If you are normally healthy, if you feel sick from a cold, flu, fever, allergies, motion sickness etc. there’s little reason that you shouldn’t take OTC medication to help you get through recovery and purposely abstaining is needless suffering. When you feel you’ve recovered is when you stop using them.
If you are prescribed medication by a physician then you take it as prescribed. If taking it doesn’t feel like it is effective or it makes you feel worse, you talk to the doctor to make adjustments or switch medication.
For casual recreational drugs (ranging from caffeine, alcohol, cannabis, tobacco) occasional use is fine, but my opinion is that you would rather have the default be without it, if the default is with it in excess then you should consult a doctor.
For abuse of OTC drugs, prescriptions and illegal drugs, it’s a sign of a problem if you’re on them and can’t get off.

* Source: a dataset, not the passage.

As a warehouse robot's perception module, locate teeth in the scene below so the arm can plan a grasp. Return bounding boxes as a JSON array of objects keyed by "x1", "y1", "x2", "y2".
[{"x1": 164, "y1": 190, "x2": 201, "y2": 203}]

They are a trap that is very easy to fall into and hard to get out of.
I don’t hate people that have been caught in that trap but I think they deserve a lot of helping hands, so that it would be possible for them to live a healthier life and have that be their normal rather than being on a drug trip be their normal. At the same time I don’t blame many such folks, a drug trip sounds like a way better life than just sitting on the street sober as a homeless person. They are victims of their circumstance. People need to have a normal living space if we want people to live a normal, sober life. Drugs are great but they break our brains and bodies if used improperly.
MoonlightFox@lemmy.world 1 year ago
Yes.
Some people have to use pills their entire lives. I take some for my disability. They make me more patient and less excited/stressed. They also reduce episodes in which I might harm myself or do things I regret. I am not my disease. I am me, and the medicine is like using crutches for my mind.
I can not solve my issues by talking to a therapist, so medicine is a requirement.
I find it kinda idiotic not to accept medicine that will make things better for you. It’s irrational. I don’t blame you for feeling it this way, I am not sure if this is a gendered issue, but as a man I took it quite hard when I had to start taking meds, it was as if I had a weakness and was less than my peers. “Men are supposed to be stoic and tough” (I have since changed perspective)
Take your meds, no-one will give you a medal or appriciate it if you don’t. You are also not weaker if you take them. It just makes life easier, like a good bed or a good home. Is having a good home a weakness? “What? You can’t survive on the street? You pussy!” /s
See the irrational way of thinking? Any comfortable choice can be called some form of weakness. So then the queation becomes: Why choose to have difficulty when nobody gains from it?